Conectas – A portaria foi publicada semanas depois de um caso emblemático ocorrido no Espírito Santo, envolvendo uma menina de apenas dez anos grávida após abuso sexual de um familiar. Como estes dois fatos estão conectados?
Gabriela Rondon – Infelizmente os dois fatos estão profundamente conectados. O Ministério da Mulher, Família e Direitos Humanos esteve atento ao caso do Espírito Santo desde o primeiro dia, mas não há nenhum indício de que tenha buscado garantir o direito ao aborto legal da menina de 10 anos, pelo contrário. Tudo indica que a portaria foi a tentativa de seguimento da cruzada ideológica deste governo federal contra a proteção à saúde das mulheres e meninas. Apesar de terem perdido a narrativa pública sobre esse caso, já que a opinião pública se posicionou majoritariamente contra os ataques fundamentalistas de apoiadores do governo e a favor dos cuidados à menina, o governo não abriu mão de tentar tornar o direito ao aborto legal ainda menos acessível. Felizmente, o debate público já não é o mesmo depois desse caso, e já há pronunciamentos desde o Congresso Nacional até ministros do Supremo Tribunal Federal, passando por recomendações de Ministérios Públicos e Defensorias e da Federação Brasileira das Associações de Ginecologia e Obstetrícia, além de outras entidades profissionais, denunciando a ilegalidade e inconstitucionalidade da portaria. Tudo indica que o episódio do Espírito Santo, ao mostrar a crueldade que o fundamentalismo poderia provocar na vida concreta de meninas violentadas, abriu as portas para um novo momento do debate sobre aborto como uma necessidade de saúde e um ato de cuidado.

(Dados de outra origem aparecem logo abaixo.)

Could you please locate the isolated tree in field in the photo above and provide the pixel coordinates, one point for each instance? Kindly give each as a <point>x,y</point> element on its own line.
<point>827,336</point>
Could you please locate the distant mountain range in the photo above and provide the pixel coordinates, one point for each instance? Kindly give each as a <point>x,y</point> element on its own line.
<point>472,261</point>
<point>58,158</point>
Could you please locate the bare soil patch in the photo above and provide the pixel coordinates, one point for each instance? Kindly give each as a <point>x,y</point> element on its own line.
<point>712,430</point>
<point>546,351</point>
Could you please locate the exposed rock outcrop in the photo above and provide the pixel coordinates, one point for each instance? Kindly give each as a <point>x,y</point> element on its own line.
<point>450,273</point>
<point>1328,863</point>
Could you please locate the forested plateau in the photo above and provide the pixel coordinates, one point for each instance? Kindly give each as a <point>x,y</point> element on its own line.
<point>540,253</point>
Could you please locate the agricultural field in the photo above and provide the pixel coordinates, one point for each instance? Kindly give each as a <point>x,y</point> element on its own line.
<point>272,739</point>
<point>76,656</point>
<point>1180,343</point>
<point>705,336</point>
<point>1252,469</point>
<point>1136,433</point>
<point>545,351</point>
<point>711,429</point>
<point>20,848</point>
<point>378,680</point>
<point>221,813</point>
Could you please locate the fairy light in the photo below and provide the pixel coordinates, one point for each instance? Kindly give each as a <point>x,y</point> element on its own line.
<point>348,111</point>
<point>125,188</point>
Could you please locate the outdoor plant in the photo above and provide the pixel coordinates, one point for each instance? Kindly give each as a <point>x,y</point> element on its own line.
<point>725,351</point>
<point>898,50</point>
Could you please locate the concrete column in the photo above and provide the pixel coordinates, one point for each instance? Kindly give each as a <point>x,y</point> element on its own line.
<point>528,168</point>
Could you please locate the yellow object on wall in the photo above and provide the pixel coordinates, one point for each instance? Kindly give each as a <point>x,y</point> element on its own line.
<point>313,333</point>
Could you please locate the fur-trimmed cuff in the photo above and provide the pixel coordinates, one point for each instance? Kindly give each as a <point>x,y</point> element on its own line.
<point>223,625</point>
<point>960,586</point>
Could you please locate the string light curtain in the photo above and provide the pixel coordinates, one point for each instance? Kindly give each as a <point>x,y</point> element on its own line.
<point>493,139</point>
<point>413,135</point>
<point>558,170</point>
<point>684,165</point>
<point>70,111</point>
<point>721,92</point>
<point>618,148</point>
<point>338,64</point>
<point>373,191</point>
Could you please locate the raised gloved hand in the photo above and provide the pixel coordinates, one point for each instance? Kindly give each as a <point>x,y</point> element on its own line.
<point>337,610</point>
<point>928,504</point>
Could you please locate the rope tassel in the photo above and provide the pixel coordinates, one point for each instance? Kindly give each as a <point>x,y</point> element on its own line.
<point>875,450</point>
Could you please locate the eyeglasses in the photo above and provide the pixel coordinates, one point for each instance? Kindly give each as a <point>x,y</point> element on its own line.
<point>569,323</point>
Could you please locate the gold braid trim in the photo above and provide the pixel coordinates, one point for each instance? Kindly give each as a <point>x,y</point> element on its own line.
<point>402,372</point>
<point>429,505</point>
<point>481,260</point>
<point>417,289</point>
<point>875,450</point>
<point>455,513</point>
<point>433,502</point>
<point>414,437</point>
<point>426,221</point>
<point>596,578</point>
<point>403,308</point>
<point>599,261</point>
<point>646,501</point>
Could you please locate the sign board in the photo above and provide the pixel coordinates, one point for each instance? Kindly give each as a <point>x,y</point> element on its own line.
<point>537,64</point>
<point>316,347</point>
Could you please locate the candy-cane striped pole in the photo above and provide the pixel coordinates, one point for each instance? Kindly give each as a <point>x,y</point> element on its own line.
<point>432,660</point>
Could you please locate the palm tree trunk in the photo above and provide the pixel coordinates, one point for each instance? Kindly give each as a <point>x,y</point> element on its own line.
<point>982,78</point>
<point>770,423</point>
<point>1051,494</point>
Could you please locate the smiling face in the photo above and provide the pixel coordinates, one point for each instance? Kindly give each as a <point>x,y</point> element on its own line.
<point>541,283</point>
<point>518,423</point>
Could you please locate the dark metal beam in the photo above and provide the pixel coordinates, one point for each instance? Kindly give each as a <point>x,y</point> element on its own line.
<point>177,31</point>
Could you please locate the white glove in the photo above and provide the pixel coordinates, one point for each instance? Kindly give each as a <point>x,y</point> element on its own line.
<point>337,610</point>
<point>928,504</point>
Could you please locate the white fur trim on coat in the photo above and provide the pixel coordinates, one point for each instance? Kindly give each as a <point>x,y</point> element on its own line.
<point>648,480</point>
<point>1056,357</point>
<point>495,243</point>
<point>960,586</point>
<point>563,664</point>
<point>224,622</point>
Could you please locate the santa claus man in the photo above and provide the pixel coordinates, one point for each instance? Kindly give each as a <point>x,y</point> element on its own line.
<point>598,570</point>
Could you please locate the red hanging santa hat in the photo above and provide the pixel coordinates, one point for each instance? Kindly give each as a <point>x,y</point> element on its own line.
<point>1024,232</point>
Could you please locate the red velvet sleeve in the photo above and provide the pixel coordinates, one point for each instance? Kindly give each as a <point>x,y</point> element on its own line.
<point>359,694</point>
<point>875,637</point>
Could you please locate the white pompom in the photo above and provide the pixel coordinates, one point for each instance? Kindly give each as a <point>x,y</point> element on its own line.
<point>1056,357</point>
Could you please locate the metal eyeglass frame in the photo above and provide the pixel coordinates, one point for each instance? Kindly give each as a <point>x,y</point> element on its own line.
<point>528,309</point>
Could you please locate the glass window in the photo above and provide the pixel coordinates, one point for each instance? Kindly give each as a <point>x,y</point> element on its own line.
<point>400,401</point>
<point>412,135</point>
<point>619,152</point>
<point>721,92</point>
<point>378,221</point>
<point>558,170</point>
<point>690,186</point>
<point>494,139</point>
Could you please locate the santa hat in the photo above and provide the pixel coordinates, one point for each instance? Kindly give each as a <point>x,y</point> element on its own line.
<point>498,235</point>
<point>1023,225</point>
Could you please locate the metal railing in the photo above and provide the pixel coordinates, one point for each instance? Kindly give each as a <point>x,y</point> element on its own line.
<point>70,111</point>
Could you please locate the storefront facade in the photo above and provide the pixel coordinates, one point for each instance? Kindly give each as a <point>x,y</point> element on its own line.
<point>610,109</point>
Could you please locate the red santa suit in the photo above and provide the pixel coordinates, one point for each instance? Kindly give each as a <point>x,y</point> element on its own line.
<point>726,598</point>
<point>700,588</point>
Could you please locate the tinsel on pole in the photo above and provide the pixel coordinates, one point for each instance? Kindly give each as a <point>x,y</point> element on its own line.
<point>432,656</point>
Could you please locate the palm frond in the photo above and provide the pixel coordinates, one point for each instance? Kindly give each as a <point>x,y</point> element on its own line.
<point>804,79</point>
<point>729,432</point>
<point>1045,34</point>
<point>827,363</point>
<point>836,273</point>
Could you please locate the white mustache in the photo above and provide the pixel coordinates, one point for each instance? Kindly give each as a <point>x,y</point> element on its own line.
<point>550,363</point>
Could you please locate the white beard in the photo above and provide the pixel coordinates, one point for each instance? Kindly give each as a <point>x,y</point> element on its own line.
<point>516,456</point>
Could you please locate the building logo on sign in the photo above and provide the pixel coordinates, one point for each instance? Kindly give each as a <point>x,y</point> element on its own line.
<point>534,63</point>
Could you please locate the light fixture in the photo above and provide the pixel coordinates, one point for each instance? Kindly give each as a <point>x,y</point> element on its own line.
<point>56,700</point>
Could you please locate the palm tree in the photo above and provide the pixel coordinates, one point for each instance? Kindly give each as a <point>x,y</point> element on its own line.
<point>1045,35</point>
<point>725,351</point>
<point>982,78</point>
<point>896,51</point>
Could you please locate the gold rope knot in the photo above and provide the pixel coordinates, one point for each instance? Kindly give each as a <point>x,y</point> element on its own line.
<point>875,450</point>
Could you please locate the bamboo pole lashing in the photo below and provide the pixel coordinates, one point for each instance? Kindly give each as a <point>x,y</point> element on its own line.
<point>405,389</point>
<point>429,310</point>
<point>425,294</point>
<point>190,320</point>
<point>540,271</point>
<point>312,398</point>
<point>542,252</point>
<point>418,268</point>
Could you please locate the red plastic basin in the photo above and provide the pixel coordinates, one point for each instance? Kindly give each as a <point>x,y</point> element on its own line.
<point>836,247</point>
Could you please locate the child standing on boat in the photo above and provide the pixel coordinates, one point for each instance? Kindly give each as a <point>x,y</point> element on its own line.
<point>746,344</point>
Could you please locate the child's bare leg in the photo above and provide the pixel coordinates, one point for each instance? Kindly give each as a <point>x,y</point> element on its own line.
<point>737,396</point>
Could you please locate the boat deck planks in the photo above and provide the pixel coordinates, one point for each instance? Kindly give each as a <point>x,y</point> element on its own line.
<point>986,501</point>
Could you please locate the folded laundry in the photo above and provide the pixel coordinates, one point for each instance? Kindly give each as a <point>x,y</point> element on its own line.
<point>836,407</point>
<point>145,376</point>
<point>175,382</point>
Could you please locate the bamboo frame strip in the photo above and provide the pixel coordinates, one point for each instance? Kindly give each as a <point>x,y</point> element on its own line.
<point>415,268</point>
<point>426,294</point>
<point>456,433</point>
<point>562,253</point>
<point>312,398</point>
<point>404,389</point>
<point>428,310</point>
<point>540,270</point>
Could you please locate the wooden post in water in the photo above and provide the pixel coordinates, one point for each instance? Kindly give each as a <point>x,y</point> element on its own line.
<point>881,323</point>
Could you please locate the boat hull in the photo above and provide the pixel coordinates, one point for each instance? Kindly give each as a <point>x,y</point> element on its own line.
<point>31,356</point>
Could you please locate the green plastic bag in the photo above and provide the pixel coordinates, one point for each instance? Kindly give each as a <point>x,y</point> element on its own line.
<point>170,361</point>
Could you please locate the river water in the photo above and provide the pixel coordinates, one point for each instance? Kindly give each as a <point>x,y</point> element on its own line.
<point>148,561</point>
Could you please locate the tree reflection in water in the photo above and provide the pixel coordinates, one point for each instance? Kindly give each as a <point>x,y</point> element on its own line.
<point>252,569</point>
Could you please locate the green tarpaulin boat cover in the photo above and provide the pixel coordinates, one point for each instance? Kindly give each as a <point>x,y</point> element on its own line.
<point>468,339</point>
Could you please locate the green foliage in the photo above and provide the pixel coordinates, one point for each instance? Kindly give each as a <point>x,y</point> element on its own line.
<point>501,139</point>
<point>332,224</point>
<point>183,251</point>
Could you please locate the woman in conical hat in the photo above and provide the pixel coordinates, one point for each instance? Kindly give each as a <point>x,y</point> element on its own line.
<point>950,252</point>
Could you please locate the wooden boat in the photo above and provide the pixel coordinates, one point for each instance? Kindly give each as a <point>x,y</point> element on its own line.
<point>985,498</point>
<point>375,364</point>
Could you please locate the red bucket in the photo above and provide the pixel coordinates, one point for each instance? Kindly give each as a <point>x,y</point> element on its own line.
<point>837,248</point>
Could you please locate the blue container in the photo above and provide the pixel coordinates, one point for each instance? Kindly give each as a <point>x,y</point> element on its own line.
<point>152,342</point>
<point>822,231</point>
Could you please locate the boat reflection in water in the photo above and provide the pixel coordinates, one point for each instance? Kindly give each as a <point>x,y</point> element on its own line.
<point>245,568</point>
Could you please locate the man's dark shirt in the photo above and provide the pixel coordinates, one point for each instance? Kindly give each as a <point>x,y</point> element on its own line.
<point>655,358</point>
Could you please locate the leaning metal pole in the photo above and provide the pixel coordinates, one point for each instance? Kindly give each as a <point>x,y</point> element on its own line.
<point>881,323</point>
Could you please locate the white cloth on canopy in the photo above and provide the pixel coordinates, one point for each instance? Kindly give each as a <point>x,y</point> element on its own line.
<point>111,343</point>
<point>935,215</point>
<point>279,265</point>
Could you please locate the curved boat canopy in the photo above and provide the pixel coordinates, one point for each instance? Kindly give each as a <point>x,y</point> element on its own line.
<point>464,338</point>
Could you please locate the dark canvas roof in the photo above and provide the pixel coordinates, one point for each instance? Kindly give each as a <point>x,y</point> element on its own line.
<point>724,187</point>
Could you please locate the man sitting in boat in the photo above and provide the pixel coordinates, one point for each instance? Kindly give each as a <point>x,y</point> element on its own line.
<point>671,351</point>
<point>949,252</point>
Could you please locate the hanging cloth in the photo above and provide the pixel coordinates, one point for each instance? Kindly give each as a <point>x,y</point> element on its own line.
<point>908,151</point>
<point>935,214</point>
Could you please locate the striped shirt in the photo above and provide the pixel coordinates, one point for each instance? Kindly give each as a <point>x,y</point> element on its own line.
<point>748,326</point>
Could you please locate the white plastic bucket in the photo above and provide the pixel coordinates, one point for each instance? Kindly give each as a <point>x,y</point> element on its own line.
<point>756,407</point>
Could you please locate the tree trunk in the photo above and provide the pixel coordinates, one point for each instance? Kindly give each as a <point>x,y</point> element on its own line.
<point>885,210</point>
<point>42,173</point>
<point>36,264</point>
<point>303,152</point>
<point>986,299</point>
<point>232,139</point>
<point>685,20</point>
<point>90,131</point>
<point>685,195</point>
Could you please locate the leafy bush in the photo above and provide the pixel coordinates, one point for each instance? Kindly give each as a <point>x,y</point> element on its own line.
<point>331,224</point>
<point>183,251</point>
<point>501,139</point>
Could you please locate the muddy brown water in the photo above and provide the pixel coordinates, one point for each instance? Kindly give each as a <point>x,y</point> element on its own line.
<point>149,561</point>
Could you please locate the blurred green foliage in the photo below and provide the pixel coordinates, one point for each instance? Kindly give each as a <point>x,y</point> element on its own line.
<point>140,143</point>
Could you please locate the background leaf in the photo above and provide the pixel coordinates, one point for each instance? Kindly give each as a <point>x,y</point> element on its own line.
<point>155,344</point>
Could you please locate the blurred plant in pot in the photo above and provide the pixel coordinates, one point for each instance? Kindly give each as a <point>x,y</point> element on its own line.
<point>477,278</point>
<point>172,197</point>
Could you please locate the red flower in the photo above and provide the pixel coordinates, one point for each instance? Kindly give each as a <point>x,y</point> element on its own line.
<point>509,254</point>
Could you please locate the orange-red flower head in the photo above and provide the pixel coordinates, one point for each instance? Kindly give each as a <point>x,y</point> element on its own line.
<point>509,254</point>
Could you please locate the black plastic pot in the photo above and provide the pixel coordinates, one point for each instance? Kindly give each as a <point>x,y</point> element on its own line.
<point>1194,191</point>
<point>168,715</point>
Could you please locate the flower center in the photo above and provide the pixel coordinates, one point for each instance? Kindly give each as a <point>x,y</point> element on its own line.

Conectas – Em sua opinião, qual é a forma mais adequada de acolher mulheres e meninas vítimas de violência sexual?
Gabriela Rondon – Quando buscam o serviço de saúde, as mulheres e meninas devem ter suas necessidades imediatas acolhidas e atendidas, para que depois, se for o caso, as equipes multidisciplinares as acompanhem na construção de uma segunda fase de proteção, que possa envolver a persecução penal do agressor, se isso for de sua vontade. Não é devido jamais confundir as duas esferas, de saúde e de punição penal, sob pena de não cumprir adequadamente com os objetivos de nenhuma delas.